Alternativamente, pode ser invocado através da interface gráfica do Gnome Desktop. Uma vez numa janela do yelp é possível visualizar a documentação inserindo o URI apropriado na área de pesquisa.

3  Linguagem C

3.1  Porquê C?

Porque nos próximos trabalhos, terá que desenvolver programas em C usando a Application Program Interface (API) do sistema operativo Linux.

3.2  Programa em C: Exemplo

C é uma linguagem baseada em funções. Do ponto de vista do programador, a execução dum programa em C começa na função main():

Todos os programas em C têm que ter uma e uma só função main.

O programa C mais conhecido é o famoso “Hello World!”:

#include <stdio.h>

int main() {
    printf("Hello World!\n");
}

o qual, quando executado, se limita a imprimir no ecrã a string Hello World!.

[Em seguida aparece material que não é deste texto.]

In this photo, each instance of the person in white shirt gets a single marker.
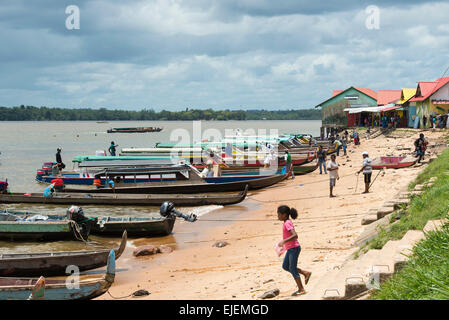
(367, 170)
(332, 168)
(269, 159)
(208, 171)
(228, 150)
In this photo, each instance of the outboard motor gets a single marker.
(168, 210)
(76, 214)
(4, 186)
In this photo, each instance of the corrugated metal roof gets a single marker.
(407, 94)
(427, 88)
(385, 97)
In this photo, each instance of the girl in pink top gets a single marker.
(291, 244)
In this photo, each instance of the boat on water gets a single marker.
(89, 287)
(49, 264)
(392, 162)
(134, 129)
(187, 180)
(125, 199)
(305, 168)
(37, 227)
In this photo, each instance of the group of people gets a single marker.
(393, 121)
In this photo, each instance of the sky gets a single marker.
(220, 54)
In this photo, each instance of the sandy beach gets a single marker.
(248, 266)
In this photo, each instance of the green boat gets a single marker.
(134, 129)
(305, 168)
(53, 228)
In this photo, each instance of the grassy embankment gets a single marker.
(426, 274)
(432, 204)
(425, 277)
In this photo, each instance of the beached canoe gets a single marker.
(52, 228)
(305, 168)
(126, 199)
(57, 289)
(55, 263)
(135, 226)
(392, 162)
(200, 185)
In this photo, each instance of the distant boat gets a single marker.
(393, 162)
(134, 129)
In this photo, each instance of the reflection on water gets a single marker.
(24, 146)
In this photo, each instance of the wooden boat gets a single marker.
(57, 289)
(392, 162)
(55, 263)
(51, 229)
(305, 168)
(126, 199)
(134, 130)
(189, 181)
(135, 226)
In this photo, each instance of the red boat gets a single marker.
(394, 162)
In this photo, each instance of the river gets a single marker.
(25, 145)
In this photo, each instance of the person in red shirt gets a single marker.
(291, 245)
(59, 184)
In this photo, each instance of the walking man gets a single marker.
(321, 155)
(367, 170)
(112, 148)
(332, 167)
(59, 162)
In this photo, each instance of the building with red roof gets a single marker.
(432, 98)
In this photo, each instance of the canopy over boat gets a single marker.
(120, 158)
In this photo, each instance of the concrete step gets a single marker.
(349, 281)
(433, 225)
(397, 203)
(369, 218)
(382, 212)
(405, 247)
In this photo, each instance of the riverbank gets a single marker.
(248, 266)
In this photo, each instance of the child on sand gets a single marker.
(291, 244)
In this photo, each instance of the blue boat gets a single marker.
(86, 288)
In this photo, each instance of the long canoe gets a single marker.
(51, 229)
(392, 162)
(57, 289)
(125, 199)
(136, 227)
(202, 186)
(55, 263)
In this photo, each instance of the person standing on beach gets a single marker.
(61, 164)
(321, 155)
(338, 145)
(112, 148)
(367, 171)
(332, 167)
(288, 162)
(291, 245)
(421, 146)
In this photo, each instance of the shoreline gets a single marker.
(248, 266)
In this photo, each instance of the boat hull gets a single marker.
(125, 200)
(55, 263)
(190, 188)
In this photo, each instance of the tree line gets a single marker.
(31, 113)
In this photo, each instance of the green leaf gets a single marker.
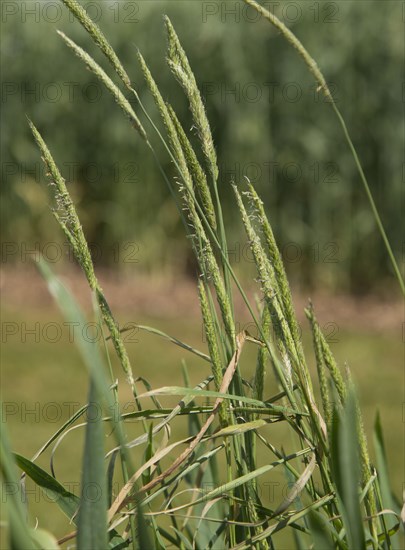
(67, 502)
(20, 535)
(346, 471)
(178, 390)
(92, 518)
(319, 532)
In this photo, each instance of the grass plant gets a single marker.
(163, 501)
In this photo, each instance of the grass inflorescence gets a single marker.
(330, 504)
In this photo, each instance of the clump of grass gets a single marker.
(330, 503)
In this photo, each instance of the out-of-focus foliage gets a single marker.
(268, 121)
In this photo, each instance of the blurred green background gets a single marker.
(268, 121)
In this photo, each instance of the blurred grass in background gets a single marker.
(269, 124)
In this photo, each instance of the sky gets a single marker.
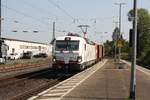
(38, 15)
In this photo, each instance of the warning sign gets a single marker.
(119, 43)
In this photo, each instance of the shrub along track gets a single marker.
(24, 86)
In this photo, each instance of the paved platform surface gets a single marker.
(111, 83)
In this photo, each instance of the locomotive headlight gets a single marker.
(79, 58)
(54, 58)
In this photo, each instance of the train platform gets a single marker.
(16, 72)
(104, 81)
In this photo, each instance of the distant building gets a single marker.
(15, 46)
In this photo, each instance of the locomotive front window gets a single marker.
(67, 45)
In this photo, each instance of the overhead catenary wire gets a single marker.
(37, 8)
(63, 10)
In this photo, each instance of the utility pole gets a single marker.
(115, 40)
(134, 46)
(84, 31)
(1, 59)
(120, 6)
(53, 30)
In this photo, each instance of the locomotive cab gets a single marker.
(67, 53)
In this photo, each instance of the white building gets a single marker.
(15, 46)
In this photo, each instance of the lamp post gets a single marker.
(134, 46)
(120, 6)
(0, 35)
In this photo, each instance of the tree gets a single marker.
(143, 27)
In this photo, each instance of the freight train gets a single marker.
(75, 52)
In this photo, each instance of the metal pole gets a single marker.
(119, 28)
(133, 65)
(53, 30)
(0, 32)
(120, 6)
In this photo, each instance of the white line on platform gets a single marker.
(142, 69)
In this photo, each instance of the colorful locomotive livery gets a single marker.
(75, 52)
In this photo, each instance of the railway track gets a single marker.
(24, 86)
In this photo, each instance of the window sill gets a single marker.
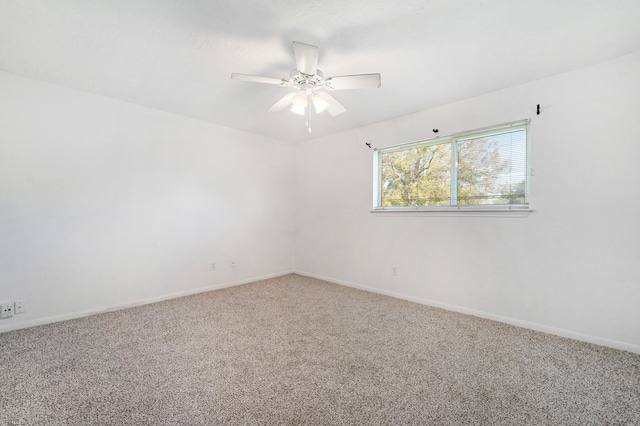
(453, 211)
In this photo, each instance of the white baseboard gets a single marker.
(79, 314)
(507, 320)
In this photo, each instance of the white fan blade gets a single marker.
(335, 107)
(306, 57)
(258, 79)
(282, 103)
(360, 81)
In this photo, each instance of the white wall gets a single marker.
(571, 268)
(105, 203)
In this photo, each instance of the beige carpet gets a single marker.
(295, 350)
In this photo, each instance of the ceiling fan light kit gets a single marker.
(311, 86)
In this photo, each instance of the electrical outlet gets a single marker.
(6, 309)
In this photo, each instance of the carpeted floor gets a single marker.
(296, 350)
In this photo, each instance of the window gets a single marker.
(485, 169)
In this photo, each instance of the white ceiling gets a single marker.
(177, 56)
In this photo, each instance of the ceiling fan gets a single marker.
(310, 85)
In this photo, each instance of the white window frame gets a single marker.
(455, 209)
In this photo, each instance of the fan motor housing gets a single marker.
(301, 79)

IMPORTANTE Note o alinhamento da instrução printf:

Quando escrever programas em C procure alinhar o código: facilita a sua leitura. Muitos editores de texto oferecem um modo de edição de programas C, reduzindo significativamente o esforço do programador. O alinhamento automático tem ainda a vantagem de permitir detectar facilmente erros no programa, p.ex. o esquecimento de uma chaveta, }, para fechar um bloco de instruções.

3.3  Execução dum Programa C

Como já deve ser do seu conhecimento, CPUs não “entendem” linguagens de alto nível, como a linguagem C.

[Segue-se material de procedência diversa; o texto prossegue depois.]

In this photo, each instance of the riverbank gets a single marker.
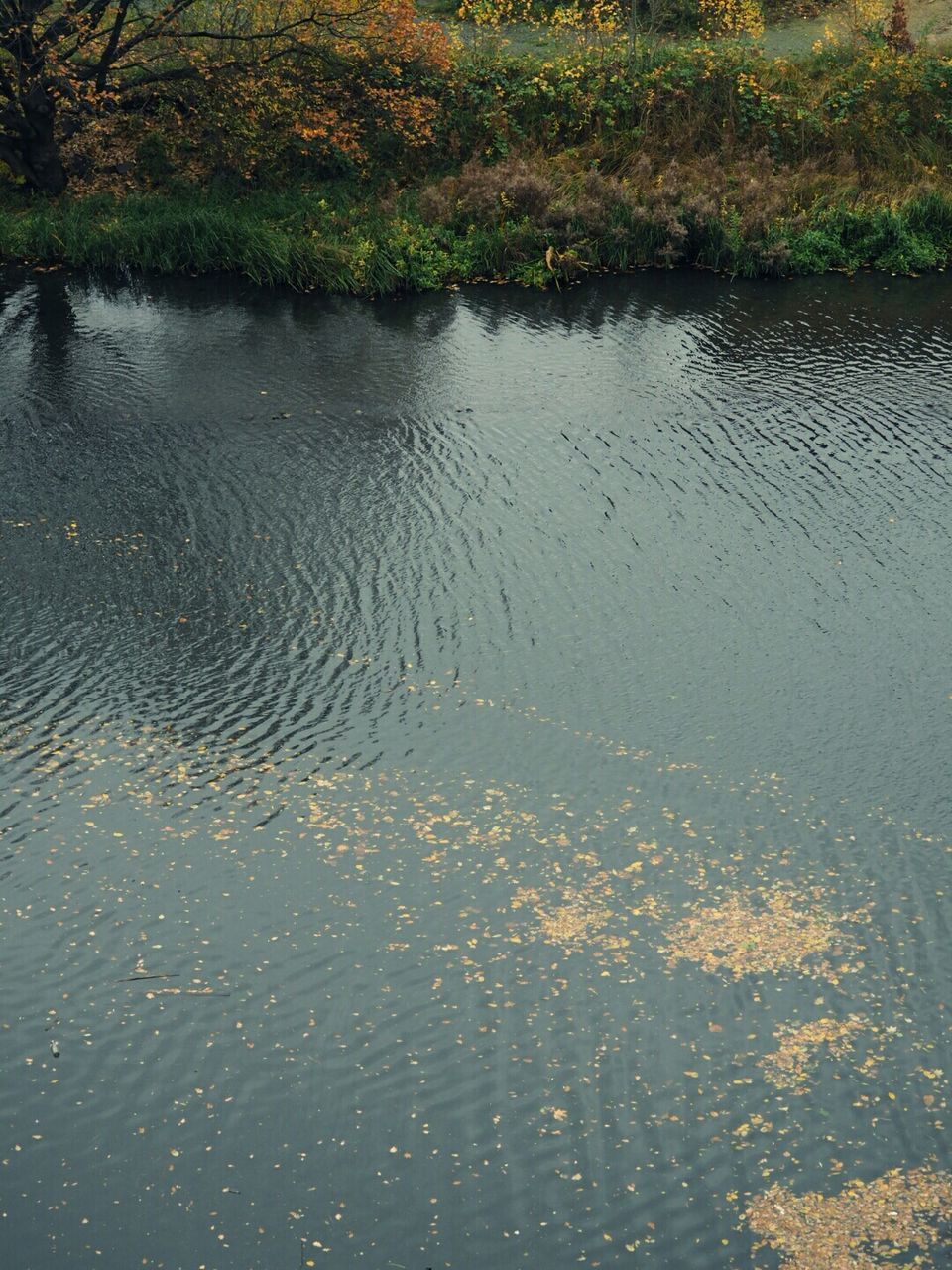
(705, 155)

Essencialmente, há 3 alternativas para executar um programa escrito numa linguagem de alto nível:

traduzindo-o:
i.e. usando um tradutor (compilador e/ou assembler), que o converte na linguagem máquina. Esta é a alternativa usada pela linguagens C e C++.
interpretando-o:
i.e. usando um programa, o interpretador, que lê as instruções na linguagem de alto nível e depois as executa. Esta é a alternativa usada por algumas linguagens de alto nível e pelas chamadas linguagens de scripting, p.ex. Perl e shell scripting languages;
traduzindo-o e interpretando-o
i.e. combinando as duas alternativas anteriores. Primeiro o programa na linguagem de alto nível é traduzido para um programa numa linguagem intermédia que é depois interpretada. Esta alternativa é usada pela linguagem Java, sendo a linguagem intermédia conhecida por bytecode e o interpretador por Java Virtual Machine (JVM).

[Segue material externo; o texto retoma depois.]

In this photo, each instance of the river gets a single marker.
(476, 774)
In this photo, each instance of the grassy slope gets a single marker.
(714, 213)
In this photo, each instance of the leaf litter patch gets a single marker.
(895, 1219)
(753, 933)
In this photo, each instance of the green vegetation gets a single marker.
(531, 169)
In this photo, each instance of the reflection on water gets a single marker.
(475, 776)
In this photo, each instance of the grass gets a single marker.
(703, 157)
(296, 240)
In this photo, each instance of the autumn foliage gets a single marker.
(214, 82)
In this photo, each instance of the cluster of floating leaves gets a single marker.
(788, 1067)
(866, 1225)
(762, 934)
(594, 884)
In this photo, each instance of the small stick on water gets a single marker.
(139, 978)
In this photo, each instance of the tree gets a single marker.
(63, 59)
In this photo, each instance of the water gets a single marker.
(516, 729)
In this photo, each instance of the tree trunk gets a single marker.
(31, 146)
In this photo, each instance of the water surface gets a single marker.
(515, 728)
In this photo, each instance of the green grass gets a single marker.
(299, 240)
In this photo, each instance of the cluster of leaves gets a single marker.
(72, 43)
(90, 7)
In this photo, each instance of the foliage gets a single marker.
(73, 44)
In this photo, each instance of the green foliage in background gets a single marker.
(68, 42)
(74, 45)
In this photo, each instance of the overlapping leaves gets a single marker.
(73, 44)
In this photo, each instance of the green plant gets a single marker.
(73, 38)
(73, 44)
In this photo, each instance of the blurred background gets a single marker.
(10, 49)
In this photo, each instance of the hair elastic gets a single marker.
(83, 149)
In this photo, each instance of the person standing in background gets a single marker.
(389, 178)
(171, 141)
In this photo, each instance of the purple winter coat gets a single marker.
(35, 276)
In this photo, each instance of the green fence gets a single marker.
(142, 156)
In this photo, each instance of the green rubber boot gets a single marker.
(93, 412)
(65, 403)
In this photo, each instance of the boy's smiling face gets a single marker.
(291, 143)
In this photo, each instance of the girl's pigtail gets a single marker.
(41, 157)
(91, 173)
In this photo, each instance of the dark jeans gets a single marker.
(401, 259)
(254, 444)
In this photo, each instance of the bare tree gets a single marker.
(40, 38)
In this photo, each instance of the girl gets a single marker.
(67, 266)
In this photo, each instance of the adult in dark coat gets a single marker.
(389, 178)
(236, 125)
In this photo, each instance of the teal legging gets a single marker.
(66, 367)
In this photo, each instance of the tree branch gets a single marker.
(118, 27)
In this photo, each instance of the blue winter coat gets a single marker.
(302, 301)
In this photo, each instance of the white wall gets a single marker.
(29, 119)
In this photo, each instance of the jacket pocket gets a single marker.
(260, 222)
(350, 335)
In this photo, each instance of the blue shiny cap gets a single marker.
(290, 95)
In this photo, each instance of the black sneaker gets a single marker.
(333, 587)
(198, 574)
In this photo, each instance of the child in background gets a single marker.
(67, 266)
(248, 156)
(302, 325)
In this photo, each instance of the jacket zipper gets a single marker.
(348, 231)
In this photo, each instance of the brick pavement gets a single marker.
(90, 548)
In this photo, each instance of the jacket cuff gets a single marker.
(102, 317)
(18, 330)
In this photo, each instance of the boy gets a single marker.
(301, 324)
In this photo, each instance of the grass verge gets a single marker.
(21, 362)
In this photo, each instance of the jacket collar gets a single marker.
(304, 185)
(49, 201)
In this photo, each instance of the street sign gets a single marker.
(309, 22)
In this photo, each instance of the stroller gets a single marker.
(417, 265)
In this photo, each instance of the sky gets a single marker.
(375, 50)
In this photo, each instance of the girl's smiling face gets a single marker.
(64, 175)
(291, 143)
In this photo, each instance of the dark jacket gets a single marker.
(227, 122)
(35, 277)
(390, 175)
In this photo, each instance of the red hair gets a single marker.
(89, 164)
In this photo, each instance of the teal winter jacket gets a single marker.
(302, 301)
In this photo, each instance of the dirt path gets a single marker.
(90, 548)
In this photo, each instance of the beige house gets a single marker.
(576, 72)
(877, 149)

4  Geração de Programas em C

Na verdade, o processo de tradução dum programa C inclui tipicamente vários passos. A figura seguinte ilustra os passos executados pelo compilador gcc (GNU C compiler):


Figure 1: Passos para geração do executável dum programa escrito na linguagem C.

Nas subsecções seguintes descrevo cada um destes passos em pormenor.

4.1  Pré-processamento

Neste passo realiza-se um processamento puramente ao nível do texto. Essencialmente é usado para:

Como indicado na Figura 5, este passo pode ser executado especificando a opção -E do gcc.

Usando um processador de texto, crie a seguinte variante do programa “Hello World!”:

#include <stdio.h>
#define HELLO_STRING "Hello World!\n"
int main() {
    printf(HELLO_STRING); /* This is a comment */
}

e guarde-o num ficheiro de nome hello.c.

Em seguida, pré-processe-o dando o comando:

gcc -E hello.c -o hello.cpp_out

Nota A opção -o do gcc permite-lhe especificar o nome do ficheiro de saída, i.e. do ficheiro com resultado do processamento do gcc.

Abra o ficheiro de saída (hello.cpp_out) numa janela do seu editor de texto. Quantas linhas tem este ficheiro? Procure identificar o processamento que o gcc realizou neste passo.

Nota Poderia determinar o número de linhas do ficheiro sem abrir o ficheiro no editor de texto usando o comando:

wc -l hello.cpp_out

4.2  Compilação

Neste passo o gcc tranforma o ficheiro com código em C gerado no passo anterior num ficheiro em código assembly.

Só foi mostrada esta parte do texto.